The Thing That Made The Difference

I've tried it all.

Praying. Meditating. Drinking lots of water. Fasting. Running. Traveling. Sitting still. Disciplining. Practicing. Eating meat. Not eating meat. Doing "one scary thing a day." Going to a psychic. Going to an astrologer. Going to a dentist. Meeting new people. Being alone. Repainting the bathroom. Planting flowers. Blogging. Keeping a Gratitude Journal. Dancing. Pottery. Wearing pretty dresses. Giving all my dresses away. Reading the Bible. Reading the Bhagavad Gita. Reading self-help books.

Yoga.

I've tried it all, but none of it has really mattered as much as when I started forgiving.

I started forgiving EVERYONE, anyone—family and friends and strangers.

Myself.

I forgave whether it was asked for or "deserved."

I had been such an expert hanger-on to grudges and "lessons" and mistakes.

I'd been determined to be no one's fool twice.

But there came a moment when I realized how desperately I just wanted to be happy.

I wanted to be happy more than I needed to be "right."

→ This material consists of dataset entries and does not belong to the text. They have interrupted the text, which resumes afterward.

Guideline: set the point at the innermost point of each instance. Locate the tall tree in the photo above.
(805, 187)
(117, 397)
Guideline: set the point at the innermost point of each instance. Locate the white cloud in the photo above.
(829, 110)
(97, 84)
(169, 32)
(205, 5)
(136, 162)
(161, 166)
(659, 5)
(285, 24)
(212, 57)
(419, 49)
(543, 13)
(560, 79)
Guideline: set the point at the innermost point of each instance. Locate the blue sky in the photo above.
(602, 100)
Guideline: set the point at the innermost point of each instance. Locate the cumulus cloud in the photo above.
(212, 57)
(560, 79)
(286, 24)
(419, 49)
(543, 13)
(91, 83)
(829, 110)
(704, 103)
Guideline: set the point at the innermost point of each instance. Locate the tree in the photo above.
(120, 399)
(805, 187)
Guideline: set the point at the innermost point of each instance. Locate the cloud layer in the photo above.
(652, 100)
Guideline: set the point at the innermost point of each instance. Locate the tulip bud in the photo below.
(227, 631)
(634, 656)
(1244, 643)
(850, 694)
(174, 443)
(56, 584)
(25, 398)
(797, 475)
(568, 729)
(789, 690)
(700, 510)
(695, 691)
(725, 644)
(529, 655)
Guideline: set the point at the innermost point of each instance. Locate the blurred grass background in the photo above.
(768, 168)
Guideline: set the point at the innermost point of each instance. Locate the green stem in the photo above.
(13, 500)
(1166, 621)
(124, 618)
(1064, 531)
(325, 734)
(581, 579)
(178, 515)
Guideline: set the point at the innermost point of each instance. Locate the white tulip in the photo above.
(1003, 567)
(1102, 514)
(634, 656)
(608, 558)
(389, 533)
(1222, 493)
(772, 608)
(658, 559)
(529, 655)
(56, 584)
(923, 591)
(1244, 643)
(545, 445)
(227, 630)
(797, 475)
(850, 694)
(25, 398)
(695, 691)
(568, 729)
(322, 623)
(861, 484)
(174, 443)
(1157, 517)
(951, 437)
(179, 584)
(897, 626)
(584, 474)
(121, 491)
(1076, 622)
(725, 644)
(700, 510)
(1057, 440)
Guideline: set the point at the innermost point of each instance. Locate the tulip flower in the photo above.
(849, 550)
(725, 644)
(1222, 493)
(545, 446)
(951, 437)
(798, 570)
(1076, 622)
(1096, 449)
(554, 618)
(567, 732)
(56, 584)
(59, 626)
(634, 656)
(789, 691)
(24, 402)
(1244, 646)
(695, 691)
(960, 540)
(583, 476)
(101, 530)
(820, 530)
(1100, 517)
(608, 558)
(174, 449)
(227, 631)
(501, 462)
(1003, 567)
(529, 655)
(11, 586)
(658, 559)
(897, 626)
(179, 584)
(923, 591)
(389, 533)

I had to start letting go the dry, brittle bones. I had to exit the graveyard of old hurts and heartbreaks.

So I tried forgiving.

Forgiving and letting go and loving.

I tried trusting that my heart, opened and undefended, would serve me better than when calloused and closed.

And that's when everything started to change.

This is a big chunk of words for one rambling post.

I don't care.

2018 is over and there’s a full moon in Cancer and it's got me reflecting, in awe, on all the ways healing is possible in a lifetime.

So many possibilities require so many words.